The following equivalent query reorders the :where clause, leading with a much more selective pattern ([?release :release/artists ?artist]) that is limited in this context to the single ?artist passed in.

;; query
[:find [?name ...]
 :in $ ?artist
 :where [?release :release/artists ?artist]
        [?release :release/name ?name]]
;; inputs and result same as above

The second query runs 50 times faster.

Queries and Peer Memory

Since queries run within the Peer with application-local memory, application designers need to consider the memory requirements for their queries.

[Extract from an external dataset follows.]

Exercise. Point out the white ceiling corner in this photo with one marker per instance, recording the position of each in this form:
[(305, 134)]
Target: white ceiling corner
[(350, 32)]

Datomic's Datalog is set-oriented and eager, and does not spill large results to disk. Queries are designed to be able to run over datasets much larger than memory. However, each intermediate representation step of a query must fit into local memory. Datomic doesn't spool intermediate representations to disk like some server-based RDBMS's.

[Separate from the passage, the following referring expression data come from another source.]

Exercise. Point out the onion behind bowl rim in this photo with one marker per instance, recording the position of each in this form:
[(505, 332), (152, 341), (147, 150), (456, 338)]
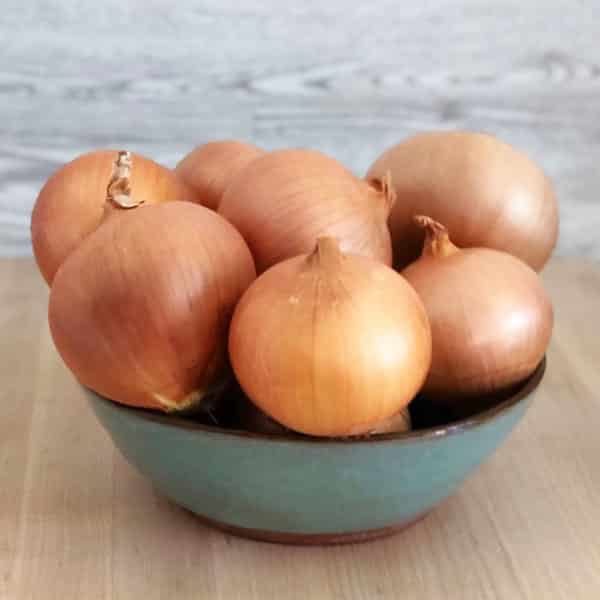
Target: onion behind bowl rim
[(480, 419)]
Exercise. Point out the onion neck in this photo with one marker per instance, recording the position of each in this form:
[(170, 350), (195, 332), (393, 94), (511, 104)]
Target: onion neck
[(327, 253), (437, 242), (383, 192), (118, 189)]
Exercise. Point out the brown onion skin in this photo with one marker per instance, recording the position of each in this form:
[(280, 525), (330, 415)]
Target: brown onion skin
[(398, 423), (330, 344), (140, 310), (491, 320), (282, 202), (487, 193), (72, 202), (211, 167)]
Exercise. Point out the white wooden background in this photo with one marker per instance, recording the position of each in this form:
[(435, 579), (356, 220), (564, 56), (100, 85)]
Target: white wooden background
[(346, 77)]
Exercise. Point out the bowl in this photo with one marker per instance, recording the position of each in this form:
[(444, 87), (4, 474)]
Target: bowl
[(310, 490)]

If you need to work with result sets larger than can fit in memory, you will need to break up the query into smaller pieces whose results can fit in memory. The datoms and index-range APIs are often useful for this.

Query Caching

Datomic processes maintain an in-memory cache of parsed query representations. Caching is based on equality (in the Java .equals sense) of the first argument to q. To take advantage of caching, programs should

Use parameterized queries (i.e. queries with multiple inputs) instead of building dynamic queries.
When building dynamic queries, use a canonical approach to naming and ordering such that equivalent queries will be Java .equals.